P.C. : Il y a une prise de conscience importante et je pense que l’e-commerce ne fait pas partie des mauvais élèves dans ce domaine. On voit par exemple que l’empreinte carbone de livraison du dernier kilomètre est en train de baisser drastiquement avec des livraisons à vélo, en camionnette électrique… Chez Mirakl, nous avons créé un label au sein de notre réseau de vendeurs pour mettre en avant ceux faisant le plus attention à leur empreinte écologique ; cela intéresse énormément nos clients. Nous avons également lancé « Mirakl Goes Green », une initiative dans laquelle nous avons pris des engagements de réduction de l’empreinte carbone de l’entreprise à tous les niveaux.

Et de ton côté, Nicolas ?

N.H. : Nous avons lancé il y a quatre ans notre label « Go for Good » pour promouvoir une consommation plus responsable. Il a pour objectif de mettre en avant les produits qui respectent un cahier des charges ambitieux de près de 40 critères. Aujourd’hui, plus de 1 000 marques nous accompagnent. Nos marques propres sont certifiées à 60 % et nous avons l’objectif d’atteindre les 100 % en 2024. Les produits Go for Good représentent à peu près 20 % de notre chiffre d’affaires. Cette démarche est très attendue de la part des clients comme de la part de nos collaborateurs.

Il y a un vrai mouvement en train de se mettre en place internationalement, puisque la mode est souvent pointée du doigt comme la deuxième industrie la plus polluante au monde. Avec le Fashion Pact, François-Henri Pinault a fédéré plus de 30 % de l’industrie mondiale pour promouvoir une mode plus responsable de Chanel à Kering, en passant par La Redoute, les Galeries Lafayette ou Uniqlo.

Et qu’en est-il de l’occasion ?

N.H. : La seconde main fait partie des services complémentaires que nous voulons offrir. Nous avons ouvert au mois de septembre, sur près de 500 m2 au troisième étage du magasin du boulevard Haussmann, le (Re)Store, qui regroupe des vêtements, des accessoires, des chaussures. Cela démarre très bien et attire une nouvelle clientèle pour les Galeries Lafayette, ce qui est aussi intéressant pour nous.

P.C. : Les places de marché sont très présentes sur le marché de l’occasion depuis l’origine. Regardez aujourd’hui Vinted, Back Market, Selency…

Y a-t-il encore des verticales ou des industries qui échappent aux places de marché ?

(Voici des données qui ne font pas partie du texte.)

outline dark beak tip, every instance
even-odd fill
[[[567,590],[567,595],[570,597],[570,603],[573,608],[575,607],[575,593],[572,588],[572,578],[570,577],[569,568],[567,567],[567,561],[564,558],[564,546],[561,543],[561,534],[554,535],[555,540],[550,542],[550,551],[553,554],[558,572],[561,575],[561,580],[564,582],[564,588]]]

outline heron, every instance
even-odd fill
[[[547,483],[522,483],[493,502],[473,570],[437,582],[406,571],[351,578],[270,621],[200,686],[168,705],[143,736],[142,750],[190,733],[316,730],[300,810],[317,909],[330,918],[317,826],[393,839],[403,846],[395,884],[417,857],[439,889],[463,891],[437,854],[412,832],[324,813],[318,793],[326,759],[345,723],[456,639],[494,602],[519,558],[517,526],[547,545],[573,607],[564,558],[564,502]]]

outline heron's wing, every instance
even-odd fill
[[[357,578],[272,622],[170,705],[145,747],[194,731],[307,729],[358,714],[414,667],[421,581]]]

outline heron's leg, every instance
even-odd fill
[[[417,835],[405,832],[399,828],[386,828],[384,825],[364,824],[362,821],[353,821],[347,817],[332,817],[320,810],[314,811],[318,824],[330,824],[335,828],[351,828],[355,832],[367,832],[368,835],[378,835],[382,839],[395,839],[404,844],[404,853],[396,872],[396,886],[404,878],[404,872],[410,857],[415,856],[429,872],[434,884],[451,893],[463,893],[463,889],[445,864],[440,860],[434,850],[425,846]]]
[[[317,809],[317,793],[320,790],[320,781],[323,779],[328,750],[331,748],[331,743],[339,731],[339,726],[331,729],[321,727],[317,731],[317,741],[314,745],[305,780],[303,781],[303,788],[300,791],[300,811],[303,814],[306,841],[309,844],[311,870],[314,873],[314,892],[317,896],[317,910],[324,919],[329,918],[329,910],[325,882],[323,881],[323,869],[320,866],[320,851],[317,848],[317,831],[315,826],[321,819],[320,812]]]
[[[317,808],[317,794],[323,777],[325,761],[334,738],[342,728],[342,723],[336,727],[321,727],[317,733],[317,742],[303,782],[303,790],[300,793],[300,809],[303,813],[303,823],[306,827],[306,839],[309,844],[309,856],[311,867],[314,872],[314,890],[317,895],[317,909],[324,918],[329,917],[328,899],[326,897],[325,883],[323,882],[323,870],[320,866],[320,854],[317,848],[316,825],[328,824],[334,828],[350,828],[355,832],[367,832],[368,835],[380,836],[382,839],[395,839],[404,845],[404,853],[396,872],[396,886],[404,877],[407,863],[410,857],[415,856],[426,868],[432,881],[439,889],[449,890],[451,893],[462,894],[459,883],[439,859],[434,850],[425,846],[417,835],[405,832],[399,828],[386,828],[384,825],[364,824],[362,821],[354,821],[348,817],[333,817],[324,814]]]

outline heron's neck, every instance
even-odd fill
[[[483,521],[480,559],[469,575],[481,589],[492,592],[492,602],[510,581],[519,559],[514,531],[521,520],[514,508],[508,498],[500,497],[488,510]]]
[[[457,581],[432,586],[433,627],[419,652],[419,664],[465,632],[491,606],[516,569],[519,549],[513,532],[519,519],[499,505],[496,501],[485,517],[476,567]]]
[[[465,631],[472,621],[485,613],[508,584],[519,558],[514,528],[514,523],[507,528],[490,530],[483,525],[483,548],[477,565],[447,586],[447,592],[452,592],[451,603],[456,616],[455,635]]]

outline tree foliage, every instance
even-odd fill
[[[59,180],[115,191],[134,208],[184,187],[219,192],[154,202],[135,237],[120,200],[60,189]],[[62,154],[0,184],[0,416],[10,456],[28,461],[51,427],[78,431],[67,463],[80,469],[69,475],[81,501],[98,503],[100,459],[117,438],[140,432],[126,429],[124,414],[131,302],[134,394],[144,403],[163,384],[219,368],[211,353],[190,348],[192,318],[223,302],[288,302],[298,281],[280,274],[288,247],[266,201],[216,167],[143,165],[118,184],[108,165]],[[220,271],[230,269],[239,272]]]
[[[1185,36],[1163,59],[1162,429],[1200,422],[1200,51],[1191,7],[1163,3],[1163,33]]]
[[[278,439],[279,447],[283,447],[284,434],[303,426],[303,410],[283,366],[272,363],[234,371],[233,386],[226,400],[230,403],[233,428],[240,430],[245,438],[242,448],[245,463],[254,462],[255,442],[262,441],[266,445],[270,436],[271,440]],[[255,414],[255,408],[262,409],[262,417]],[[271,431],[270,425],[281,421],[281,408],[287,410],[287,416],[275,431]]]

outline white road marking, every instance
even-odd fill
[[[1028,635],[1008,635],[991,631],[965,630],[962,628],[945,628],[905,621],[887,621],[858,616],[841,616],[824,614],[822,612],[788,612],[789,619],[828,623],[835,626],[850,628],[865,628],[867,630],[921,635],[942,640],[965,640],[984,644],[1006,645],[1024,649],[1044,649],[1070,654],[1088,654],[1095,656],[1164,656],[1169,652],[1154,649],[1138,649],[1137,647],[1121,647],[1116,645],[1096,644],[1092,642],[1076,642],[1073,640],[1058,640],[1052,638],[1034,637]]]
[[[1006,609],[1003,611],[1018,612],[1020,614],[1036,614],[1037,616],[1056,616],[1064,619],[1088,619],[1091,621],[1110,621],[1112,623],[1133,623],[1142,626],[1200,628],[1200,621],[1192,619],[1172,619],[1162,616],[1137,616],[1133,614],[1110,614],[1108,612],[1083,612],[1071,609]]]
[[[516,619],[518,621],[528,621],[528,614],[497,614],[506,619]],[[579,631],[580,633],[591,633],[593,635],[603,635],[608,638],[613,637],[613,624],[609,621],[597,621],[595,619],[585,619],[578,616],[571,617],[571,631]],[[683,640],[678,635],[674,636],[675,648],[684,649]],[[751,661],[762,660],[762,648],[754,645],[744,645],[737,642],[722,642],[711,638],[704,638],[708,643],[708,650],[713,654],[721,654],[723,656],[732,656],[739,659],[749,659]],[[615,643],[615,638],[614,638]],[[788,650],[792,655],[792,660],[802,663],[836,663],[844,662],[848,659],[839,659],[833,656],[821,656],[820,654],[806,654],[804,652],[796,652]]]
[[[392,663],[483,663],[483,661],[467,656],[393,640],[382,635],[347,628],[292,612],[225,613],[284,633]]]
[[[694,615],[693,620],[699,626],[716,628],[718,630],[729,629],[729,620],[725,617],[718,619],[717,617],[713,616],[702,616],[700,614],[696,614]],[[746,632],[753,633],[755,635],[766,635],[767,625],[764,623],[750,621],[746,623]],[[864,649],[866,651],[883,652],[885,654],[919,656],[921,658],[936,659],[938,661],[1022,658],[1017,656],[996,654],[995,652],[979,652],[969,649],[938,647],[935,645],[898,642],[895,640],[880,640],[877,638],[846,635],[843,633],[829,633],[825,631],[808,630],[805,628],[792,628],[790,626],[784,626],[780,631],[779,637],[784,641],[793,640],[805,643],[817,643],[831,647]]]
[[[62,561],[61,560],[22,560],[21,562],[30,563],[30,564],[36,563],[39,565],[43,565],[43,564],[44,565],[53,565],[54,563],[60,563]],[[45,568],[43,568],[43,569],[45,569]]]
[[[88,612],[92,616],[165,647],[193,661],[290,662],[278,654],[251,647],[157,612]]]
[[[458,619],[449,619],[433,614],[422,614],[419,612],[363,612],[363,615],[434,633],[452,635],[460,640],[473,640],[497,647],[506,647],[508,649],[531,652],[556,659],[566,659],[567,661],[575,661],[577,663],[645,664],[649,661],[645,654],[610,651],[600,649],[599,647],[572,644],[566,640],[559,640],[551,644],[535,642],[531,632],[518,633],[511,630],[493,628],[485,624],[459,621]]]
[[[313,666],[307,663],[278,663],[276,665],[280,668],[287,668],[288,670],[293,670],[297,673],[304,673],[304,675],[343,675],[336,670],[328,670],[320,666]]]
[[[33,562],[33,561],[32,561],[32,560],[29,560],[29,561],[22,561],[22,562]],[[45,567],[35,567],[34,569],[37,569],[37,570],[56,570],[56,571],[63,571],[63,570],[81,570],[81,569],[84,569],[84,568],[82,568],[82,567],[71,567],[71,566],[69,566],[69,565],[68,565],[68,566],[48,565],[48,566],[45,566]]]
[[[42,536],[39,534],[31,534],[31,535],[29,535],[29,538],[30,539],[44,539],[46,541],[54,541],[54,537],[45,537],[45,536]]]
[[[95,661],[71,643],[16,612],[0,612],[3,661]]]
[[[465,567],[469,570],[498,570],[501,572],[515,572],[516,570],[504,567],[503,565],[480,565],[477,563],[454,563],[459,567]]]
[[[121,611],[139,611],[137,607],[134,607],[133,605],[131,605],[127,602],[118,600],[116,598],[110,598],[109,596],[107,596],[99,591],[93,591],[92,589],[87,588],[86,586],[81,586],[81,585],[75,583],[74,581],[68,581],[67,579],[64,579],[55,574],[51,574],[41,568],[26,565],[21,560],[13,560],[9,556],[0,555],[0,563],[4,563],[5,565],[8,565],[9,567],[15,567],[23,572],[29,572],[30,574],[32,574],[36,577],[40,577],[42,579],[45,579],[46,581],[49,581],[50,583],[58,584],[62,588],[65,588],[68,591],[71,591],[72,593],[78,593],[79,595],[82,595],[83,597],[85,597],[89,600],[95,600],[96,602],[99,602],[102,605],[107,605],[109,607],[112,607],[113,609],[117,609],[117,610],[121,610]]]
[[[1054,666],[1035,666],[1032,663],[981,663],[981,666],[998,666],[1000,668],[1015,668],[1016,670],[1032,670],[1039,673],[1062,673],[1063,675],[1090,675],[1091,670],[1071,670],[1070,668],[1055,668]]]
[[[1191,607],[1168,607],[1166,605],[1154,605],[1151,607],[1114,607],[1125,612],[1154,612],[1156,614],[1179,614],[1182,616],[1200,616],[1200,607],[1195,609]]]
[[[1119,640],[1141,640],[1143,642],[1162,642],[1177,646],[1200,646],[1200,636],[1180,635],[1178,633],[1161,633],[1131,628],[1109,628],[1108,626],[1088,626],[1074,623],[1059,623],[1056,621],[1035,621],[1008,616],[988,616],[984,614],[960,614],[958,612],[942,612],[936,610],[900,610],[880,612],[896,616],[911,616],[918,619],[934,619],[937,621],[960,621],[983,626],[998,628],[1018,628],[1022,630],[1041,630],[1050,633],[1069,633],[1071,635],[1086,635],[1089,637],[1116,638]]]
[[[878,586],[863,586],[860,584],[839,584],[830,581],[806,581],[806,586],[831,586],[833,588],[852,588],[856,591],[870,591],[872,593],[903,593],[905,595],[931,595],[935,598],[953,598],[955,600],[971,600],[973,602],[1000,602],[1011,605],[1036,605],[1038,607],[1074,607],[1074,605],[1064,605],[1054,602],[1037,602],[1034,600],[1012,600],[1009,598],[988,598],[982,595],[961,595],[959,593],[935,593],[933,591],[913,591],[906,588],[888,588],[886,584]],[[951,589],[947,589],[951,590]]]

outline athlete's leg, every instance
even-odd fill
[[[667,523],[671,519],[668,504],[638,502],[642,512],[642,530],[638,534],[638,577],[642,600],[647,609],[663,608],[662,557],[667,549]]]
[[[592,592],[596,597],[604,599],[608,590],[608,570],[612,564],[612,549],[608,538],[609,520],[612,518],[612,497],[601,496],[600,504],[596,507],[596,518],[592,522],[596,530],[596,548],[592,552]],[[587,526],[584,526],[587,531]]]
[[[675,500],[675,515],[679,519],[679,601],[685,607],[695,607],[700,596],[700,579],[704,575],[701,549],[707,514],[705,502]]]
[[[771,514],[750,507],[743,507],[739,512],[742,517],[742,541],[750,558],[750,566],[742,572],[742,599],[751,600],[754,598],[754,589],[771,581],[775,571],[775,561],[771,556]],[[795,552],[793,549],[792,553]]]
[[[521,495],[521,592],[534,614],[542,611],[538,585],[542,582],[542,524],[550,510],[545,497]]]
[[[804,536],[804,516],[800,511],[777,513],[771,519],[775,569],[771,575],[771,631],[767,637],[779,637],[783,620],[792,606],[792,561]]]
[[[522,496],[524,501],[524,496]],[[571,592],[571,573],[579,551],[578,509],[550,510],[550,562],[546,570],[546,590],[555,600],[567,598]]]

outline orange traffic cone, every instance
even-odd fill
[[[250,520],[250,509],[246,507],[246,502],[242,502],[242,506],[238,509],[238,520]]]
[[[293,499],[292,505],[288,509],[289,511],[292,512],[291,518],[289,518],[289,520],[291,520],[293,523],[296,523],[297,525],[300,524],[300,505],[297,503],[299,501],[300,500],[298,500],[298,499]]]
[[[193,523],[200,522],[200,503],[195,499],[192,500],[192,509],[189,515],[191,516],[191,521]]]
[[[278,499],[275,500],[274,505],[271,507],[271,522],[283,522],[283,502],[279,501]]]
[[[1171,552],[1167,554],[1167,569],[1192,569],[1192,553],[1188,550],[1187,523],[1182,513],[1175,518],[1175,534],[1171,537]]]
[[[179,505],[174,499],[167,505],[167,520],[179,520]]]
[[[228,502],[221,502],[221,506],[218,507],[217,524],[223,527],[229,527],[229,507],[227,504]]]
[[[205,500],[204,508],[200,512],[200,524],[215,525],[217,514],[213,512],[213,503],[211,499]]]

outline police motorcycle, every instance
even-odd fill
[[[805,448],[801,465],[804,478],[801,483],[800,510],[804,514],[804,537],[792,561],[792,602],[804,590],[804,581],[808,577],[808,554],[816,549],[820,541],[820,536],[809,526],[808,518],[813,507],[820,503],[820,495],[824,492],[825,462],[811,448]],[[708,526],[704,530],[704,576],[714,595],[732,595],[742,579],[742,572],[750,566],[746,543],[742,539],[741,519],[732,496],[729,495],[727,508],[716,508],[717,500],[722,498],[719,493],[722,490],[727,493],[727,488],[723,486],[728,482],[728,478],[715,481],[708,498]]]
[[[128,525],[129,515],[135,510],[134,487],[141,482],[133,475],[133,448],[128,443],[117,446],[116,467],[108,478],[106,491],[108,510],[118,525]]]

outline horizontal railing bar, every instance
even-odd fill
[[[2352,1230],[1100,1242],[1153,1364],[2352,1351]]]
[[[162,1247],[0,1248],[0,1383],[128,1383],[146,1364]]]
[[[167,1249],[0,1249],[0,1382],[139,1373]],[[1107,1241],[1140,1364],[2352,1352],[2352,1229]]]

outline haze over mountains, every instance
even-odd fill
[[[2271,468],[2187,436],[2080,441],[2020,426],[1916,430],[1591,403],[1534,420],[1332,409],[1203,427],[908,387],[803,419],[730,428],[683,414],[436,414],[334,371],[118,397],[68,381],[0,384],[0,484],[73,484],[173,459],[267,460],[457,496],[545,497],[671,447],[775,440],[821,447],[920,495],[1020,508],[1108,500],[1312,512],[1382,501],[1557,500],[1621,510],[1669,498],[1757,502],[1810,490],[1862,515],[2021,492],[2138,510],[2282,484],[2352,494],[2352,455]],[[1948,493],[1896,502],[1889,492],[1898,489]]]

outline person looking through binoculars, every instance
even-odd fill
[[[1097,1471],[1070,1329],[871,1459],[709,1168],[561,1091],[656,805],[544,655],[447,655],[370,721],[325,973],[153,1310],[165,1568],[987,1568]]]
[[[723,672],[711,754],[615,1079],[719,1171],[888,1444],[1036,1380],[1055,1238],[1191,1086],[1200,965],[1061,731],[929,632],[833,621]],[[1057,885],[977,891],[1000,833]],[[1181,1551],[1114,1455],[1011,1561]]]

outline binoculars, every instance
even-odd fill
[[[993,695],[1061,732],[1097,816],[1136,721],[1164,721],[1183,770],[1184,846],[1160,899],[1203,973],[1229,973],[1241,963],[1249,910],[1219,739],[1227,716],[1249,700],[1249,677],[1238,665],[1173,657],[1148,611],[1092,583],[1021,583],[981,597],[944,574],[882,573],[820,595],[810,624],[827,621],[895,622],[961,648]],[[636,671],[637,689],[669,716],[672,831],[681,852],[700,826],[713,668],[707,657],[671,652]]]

P.C. : Non, pas vraiment. B to B, B to C, tout le monde y va. Certaines industries, comme l’automobile par exemple, sont plus lentes, en général parce qu’elles sont moins digitalisées. Mais elles y vont.

Comment se partagera le commerce dans cinq à dix ans ?

P.C. : Pour les enseignes traditionnelles, ce sera un tiers pour les ventes en magasin, un tiers pour la vente en ligne en direct et un tiers pour les places de marché. Pour les autres, ce sera 50/50 : 50 % de ventes en direct, 50 % de ventes en marketplace. Au moins…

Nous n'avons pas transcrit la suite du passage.